マグロはこういう話になるとよくしゃべる。所謂、オカルトマニアだ。僕はこの手の話は苦手だった。


「もしかして幽霊とか、そんな感じ?」


「さあ、正体は誰にもわからない。ただ監視カメラにははっきりと電車に飛び込む少女の姿が映ってたらしいよ」


☆☆☆


 怖い話を聞くと夜眠れなくなるから嫌だ。僕はマグロと別れたあと帰りの電車の中で、さっきの話を忘れようと必死だった。嫌な気持ちになったときは必ず綾野先輩のことを思い出すようにしている。
 先輩は今、どこで何をしているのだろうか。会いたいようで会いたくない。変わらないままの僕を見ても先輩は昔のように接してくれるのだろうか。
 先輩がどう思うかよりも、僕が先輩を見てショックを受けるような気がした。2つ上だったから今は大学生だろうか。きっと彼氏もいてその人とお似合いのカップルになっているに違いない。綾野先輩にとってのヒーローは僕ではない。はじめからそんなことは決まっていたのだ。
 そんなことを考えていると、怖い話なんかよりはるかに怖くなった。自分は一生、誰かに必要とされないんじゃないか。寂しさと虚しさで車窓が霞んでいた。


☆☆☆


 家に帰ると、まだ誰もいなかった。「ただいま」と空虚につぶやく。リビングのソファーに寝そべって目を瞑った。今日は疲れた一日だった。朝の電車は遅延するし、掃除当番だし、おまけに何日かぶりに家族以外と会話した。
 時刻は18時をまわった。しばらくソファーに寝そべっていると、妹が帰ってきた。


「……ただいま」


疲れ切った第一声が聞こえる。


「ん? おかえり」


 僕はゆっくりと体を起こす。妹の沙綾さやは僕には目もくれず、ポニーテールを解いている。綾野先輩と同じ名門中高一貫校の制服。この姿の妹は何度見ても慣れない。


「母さんは?」


 制服を脱ぎ部屋着に着替えたあと、沙綾が僕を見て言った。


「まだ帰ってきてない」


 父さんは大手企業で営業職。母さんは事務職として働いている。二人とも残業が多くこの時間に家にいることは稀だ。


「すぐに夕飯作るね」


 こんな日の夕飯はきまって沙綾が作ってくれる。決して美味しいとは言えないが不味くは絶対にない。僕なんかよりは料理の才能がある。


「手伝おうか?」


と言うも


「いや、いいよ大丈夫」


と素っ気なく返された。


 僕はいたたまれなくなって自分の部屋に駆け込んだ。沙綾に相手にされなくて嫌になったのではない。情けなさでこの場にいれなくなったのだ。

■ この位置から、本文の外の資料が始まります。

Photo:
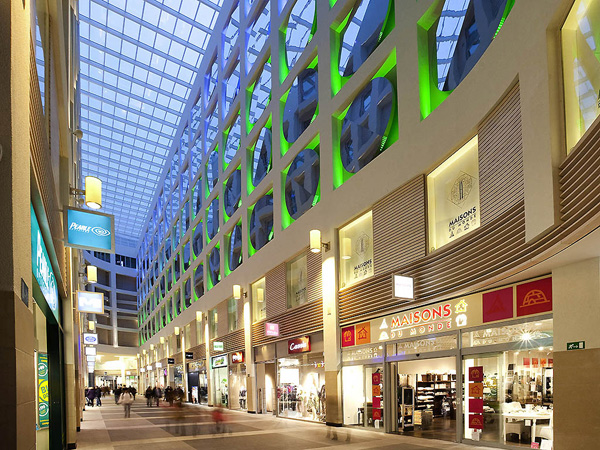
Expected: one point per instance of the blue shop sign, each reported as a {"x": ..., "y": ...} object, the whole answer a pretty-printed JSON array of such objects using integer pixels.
[
  {"x": 42, "y": 267},
  {"x": 89, "y": 230}
]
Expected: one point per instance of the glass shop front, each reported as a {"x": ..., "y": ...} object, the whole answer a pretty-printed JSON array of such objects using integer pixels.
[{"x": 476, "y": 368}]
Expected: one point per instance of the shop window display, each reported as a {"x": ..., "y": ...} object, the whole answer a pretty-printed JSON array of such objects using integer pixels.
[
  {"x": 301, "y": 388},
  {"x": 517, "y": 387}
]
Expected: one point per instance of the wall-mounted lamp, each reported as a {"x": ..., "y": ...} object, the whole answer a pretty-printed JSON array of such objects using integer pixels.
[
  {"x": 92, "y": 192},
  {"x": 315, "y": 242},
  {"x": 237, "y": 292},
  {"x": 346, "y": 248},
  {"x": 92, "y": 274}
]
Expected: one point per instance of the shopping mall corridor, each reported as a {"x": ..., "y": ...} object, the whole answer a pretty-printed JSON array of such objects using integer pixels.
[{"x": 192, "y": 427}]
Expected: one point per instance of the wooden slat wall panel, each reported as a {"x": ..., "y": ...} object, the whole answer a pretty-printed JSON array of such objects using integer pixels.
[
  {"x": 501, "y": 182},
  {"x": 275, "y": 291},
  {"x": 314, "y": 263},
  {"x": 482, "y": 253},
  {"x": 307, "y": 318},
  {"x": 42, "y": 166},
  {"x": 399, "y": 226},
  {"x": 222, "y": 325},
  {"x": 232, "y": 342}
]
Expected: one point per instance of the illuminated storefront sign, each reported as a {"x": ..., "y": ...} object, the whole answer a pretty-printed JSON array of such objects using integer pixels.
[
  {"x": 356, "y": 250},
  {"x": 90, "y": 302},
  {"x": 218, "y": 346},
  {"x": 299, "y": 345},
  {"x": 237, "y": 357},
  {"x": 42, "y": 267},
  {"x": 271, "y": 329},
  {"x": 89, "y": 230},
  {"x": 533, "y": 297},
  {"x": 43, "y": 393},
  {"x": 453, "y": 196},
  {"x": 403, "y": 287},
  {"x": 90, "y": 338},
  {"x": 218, "y": 361}
]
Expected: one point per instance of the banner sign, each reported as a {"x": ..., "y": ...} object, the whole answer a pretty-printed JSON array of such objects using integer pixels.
[
  {"x": 90, "y": 338},
  {"x": 43, "y": 393},
  {"x": 42, "y": 267},
  {"x": 237, "y": 357},
  {"x": 90, "y": 302},
  {"x": 89, "y": 230},
  {"x": 299, "y": 345},
  {"x": 271, "y": 329},
  {"x": 218, "y": 361}
]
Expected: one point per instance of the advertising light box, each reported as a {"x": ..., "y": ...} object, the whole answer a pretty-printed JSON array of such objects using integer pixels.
[
  {"x": 90, "y": 302},
  {"x": 90, "y": 338},
  {"x": 89, "y": 230}
]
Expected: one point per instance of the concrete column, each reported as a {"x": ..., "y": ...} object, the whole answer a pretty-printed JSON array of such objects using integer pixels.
[
  {"x": 331, "y": 334},
  {"x": 576, "y": 302},
  {"x": 17, "y": 404},
  {"x": 250, "y": 367},
  {"x": 209, "y": 381}
]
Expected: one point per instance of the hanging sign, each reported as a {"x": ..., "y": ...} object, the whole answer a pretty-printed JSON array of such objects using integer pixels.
[
  {"x": 42, "y": 267},
  {"x": 218, "y": 361},
  {"x": 271, "y": 329},
  {"x": 237, "y": 357},
  {"x": 299, "y": 345},
  {"x": 89, "y": 230},
  {"x": 403, "y": 287},
  {"x": 90, "y": 338},
  {"x": 90, "y": 302},
  {"x": 43, "y": 393}
]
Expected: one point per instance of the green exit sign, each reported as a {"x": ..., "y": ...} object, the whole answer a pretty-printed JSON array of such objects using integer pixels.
[{"x": 580, "y": 345}]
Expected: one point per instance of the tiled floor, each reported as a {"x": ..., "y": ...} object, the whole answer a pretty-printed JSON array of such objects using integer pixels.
[{"x": 191, "y": 427}]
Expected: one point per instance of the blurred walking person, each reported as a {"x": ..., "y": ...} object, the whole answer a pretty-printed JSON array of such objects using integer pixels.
[
  {"x": 126, "y": 400},
  {"x": 148, "y": 396}
]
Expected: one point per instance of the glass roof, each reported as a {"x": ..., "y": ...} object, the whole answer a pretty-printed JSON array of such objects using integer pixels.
[{"x": 138, "y": 63}]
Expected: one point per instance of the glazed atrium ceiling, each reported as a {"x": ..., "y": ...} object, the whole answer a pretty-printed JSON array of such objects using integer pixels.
[{"x": 138, "y": 63}]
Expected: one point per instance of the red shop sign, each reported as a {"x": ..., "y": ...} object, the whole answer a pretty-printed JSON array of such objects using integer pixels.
[
  {"x": 476, "y": 421},
  {"x": 237, "y": 357},
  {"x": 299, "y": 345},
  {"x": 476, "y": 373}
]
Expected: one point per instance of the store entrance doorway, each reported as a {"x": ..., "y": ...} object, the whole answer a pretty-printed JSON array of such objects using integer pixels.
[{"x": 425, "y": 393}]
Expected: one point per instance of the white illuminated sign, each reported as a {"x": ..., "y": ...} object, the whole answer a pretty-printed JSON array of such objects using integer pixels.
[
  {"x": 90, "y": 302},
  {"x": 90, "y": 338},
  {"x": 403, "y": 287}
]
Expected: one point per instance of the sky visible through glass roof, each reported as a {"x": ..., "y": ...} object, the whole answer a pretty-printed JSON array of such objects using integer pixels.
[{"x": 138, "y": 63}]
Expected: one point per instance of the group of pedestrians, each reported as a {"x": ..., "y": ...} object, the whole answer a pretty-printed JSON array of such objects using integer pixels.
[{"x": 155, "y": 394}]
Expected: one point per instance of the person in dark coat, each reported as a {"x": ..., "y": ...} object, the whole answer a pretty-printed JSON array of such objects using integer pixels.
[
  {"x": 149, "y": 393},
  {"x": 91, "y": 395},
  {"x": 98, "y": 396},
  {"x": 118, "y": 393}
]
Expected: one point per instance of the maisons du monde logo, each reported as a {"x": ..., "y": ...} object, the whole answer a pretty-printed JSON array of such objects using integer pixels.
[{"x": 98, "y": 231}]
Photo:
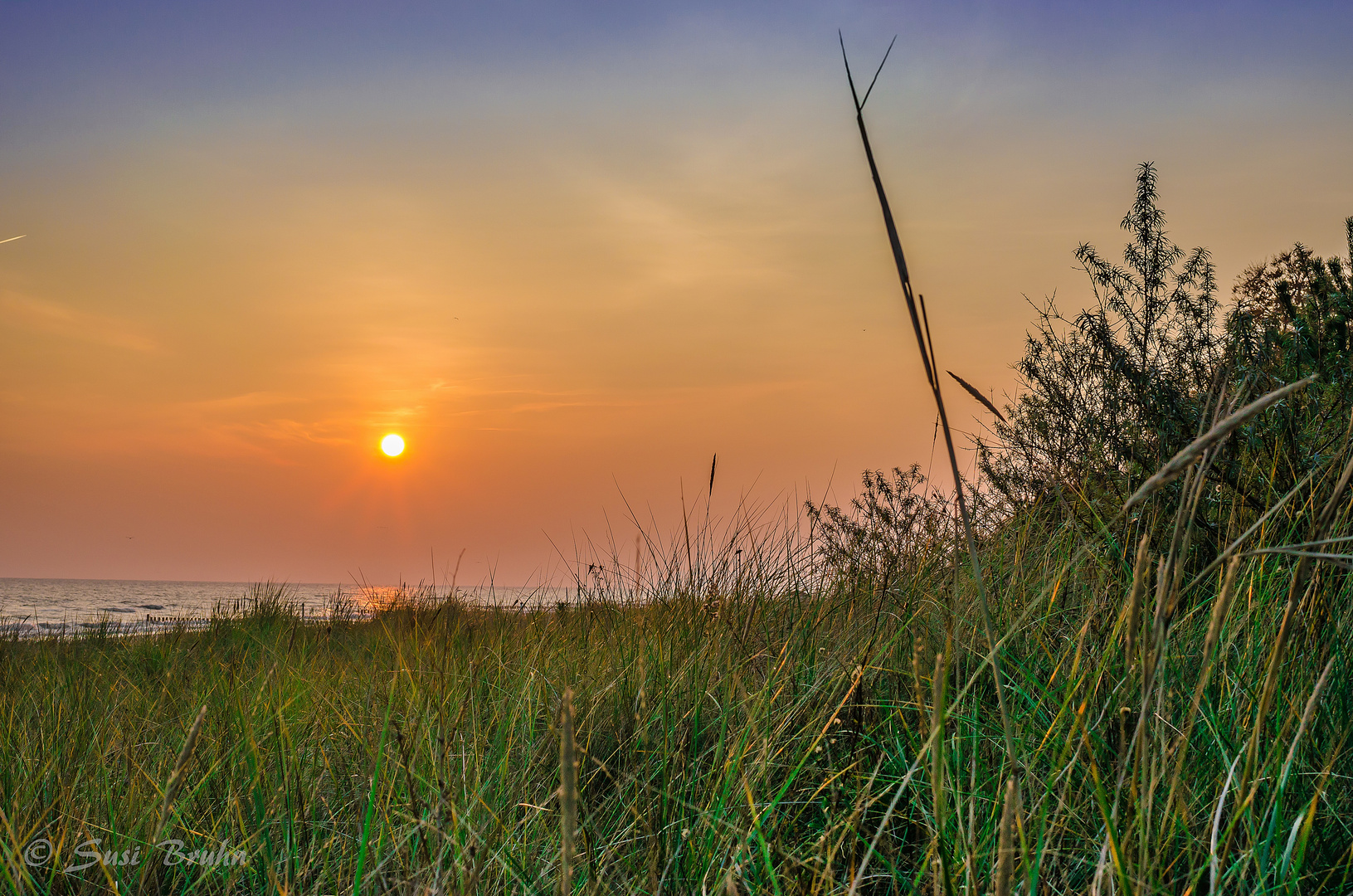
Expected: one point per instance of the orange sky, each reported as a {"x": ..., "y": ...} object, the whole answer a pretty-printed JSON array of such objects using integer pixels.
[{"x": 562, "y": 278}]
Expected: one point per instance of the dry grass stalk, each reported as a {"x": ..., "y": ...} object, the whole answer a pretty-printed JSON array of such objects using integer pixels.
[
  {"x": 179, "y": 767},
  {"x": 938, "y": 771},
  {"x": 975, "y": 392},
  {"x": 567, "y": 792},
  {"x": 1220, "y": 609},
  {"x": 1185, "y": 458},
  {"x": 1141, "y": 572},
  {"x": 1005, "y": 851},
  {"x": 927, "y": 349}
]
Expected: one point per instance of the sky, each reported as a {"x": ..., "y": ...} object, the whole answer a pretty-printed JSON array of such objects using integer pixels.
[{"x": 572, "y": 252}]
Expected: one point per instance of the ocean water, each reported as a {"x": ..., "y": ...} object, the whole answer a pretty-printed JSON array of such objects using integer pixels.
[{"x": 37, "y": 606}]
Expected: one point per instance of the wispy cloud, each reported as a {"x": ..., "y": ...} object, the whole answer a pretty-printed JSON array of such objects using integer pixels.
[{"x": 64, "y": 321}]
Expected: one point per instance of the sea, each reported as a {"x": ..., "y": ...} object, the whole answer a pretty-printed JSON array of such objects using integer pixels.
[{"x": 53, "y": 606}]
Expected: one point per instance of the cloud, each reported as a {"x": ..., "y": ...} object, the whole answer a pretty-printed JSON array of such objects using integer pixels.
[{"x": 58, "y": 319}]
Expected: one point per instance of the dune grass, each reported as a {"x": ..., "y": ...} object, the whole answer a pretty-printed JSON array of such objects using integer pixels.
[{"x": 754, "y": 722}]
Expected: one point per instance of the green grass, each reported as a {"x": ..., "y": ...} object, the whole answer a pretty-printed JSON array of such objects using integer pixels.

 沙綾は家族思いのいい妹だ。勉強も出来、部活でも優秀だった。写真部の妹は中学時代にお下がりの一眼レフで撮影した写真たちがコンクールで賞を総なめにし、今は高校写真部のエースである。
 小学校時代、僕と沙綾はいつも一緒だった。ただ年子だったこともあり、僕の兄としての威厳は薄かった。でも僕を慕い懐いてくれていたと思う。


 兄と妹でどうしてこんなに違うんだ。


 受験に失敗し、高校では居場所を失っている僕を沙綾はどう思っているのだろうか。表向きは優しく接してくれている。でも裏ではきっと僕を見下しているに違いない。
 今日も昨日も料理が苦手な僕を気にかけて夕飯を作ってくれる。どれだけ沙綾に助けてもらっているかわからない。
 僕の人生はなんなんだろう。僕がいなくても社会はまわる。このまま一生誰かに助けられて生きていくのだろうか。誰にも認められず、誰からも必要とされない僕に、生きている意味はあるのだろうか。
 いっそのことみんないなくなってしまえばいいのに。布団にくるまり深く目を閉じて、そう強く願った――。